Possession

I heard a rumor that possession was hard - specifically getting Inform to disambiguate [subject name heah]'s frob as a specific thing separate from [another subject’s name heah]'s frob.

The way I do it is to make possessive things part of their owner at creation, then rip them apart at beginning of play. This leverages Inform’s natural behavior of recognizing jane’s arm as a specific thing if it’s part of her. This process is a bit less ghoulish though:

[code]Cubicle Farm is a room. Sarah is a woman in Farm. Captain Howdy is a man in Farm.

an office chair is a kind of thing. One office chair is part of every person.

my office chair is an office chair. It is part of the player.

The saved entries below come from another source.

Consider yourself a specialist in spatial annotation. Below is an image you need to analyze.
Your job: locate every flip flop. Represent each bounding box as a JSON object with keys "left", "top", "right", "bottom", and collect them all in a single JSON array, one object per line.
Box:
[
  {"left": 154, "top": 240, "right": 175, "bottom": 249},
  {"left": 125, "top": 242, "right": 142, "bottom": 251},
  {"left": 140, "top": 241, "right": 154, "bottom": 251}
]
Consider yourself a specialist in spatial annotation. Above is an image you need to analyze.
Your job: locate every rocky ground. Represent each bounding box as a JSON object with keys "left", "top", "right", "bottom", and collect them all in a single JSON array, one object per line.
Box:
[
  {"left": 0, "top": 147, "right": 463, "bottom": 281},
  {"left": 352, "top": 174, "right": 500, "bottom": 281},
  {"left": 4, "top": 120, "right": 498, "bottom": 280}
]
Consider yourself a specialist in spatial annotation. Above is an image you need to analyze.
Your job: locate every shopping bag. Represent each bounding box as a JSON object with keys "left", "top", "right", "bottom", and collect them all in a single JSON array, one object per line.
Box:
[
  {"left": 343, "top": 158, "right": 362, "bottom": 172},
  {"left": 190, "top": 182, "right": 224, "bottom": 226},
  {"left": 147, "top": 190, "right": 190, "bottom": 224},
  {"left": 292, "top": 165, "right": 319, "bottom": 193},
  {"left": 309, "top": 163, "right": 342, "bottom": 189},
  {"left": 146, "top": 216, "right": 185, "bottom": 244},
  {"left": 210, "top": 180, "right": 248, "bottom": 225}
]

The printed name is “your office chair”.

When play begins:
repeat with C running through office chairs:
now C is in the location of C.[/code]

I don’t know why LOOK says “there are two office chairs” because there are three total chairs according to TREE.

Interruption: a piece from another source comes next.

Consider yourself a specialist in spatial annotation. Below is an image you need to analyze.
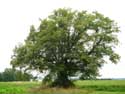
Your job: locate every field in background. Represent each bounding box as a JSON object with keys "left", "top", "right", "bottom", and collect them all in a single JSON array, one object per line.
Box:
[{"left": 0, "top": 80, "right": 125, "bottom": 94}]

I think your code is creating an office chair that’s part of the player with “One office chair is part of every person” and then creating another office chair that’s part of the player with “my office chair is an office chair” etc. So, two office chairs wind up in the location. (Which is what TREE is telling me.)

Also, according to the index, the office chair that gets created with “One office chair is part of every person” actually gets the name “your office chair,” so you don’t even need to special-case that.

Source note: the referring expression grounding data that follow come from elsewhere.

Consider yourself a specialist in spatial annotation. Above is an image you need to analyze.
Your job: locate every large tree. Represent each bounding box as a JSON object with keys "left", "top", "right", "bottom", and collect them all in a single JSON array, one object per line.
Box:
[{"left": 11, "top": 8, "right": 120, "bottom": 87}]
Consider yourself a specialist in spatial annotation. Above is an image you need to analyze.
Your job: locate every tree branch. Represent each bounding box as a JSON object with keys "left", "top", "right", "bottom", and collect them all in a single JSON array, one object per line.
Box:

A note about this approach is that it just creates things named “Captain Howdy’s office chair” and the like. So the player can’t refer to “The captain’s office chair,” because “captain’s” isn’t a word in the object name. If you want to get fancy and allow things like “[way of referring to the subject that isn’t the subject’s last name heah]'s frob” then you need the Shadow Wolf extension, or anyway some after reading a command rule that breaks the 's into a separate word and lets you do stuff with it.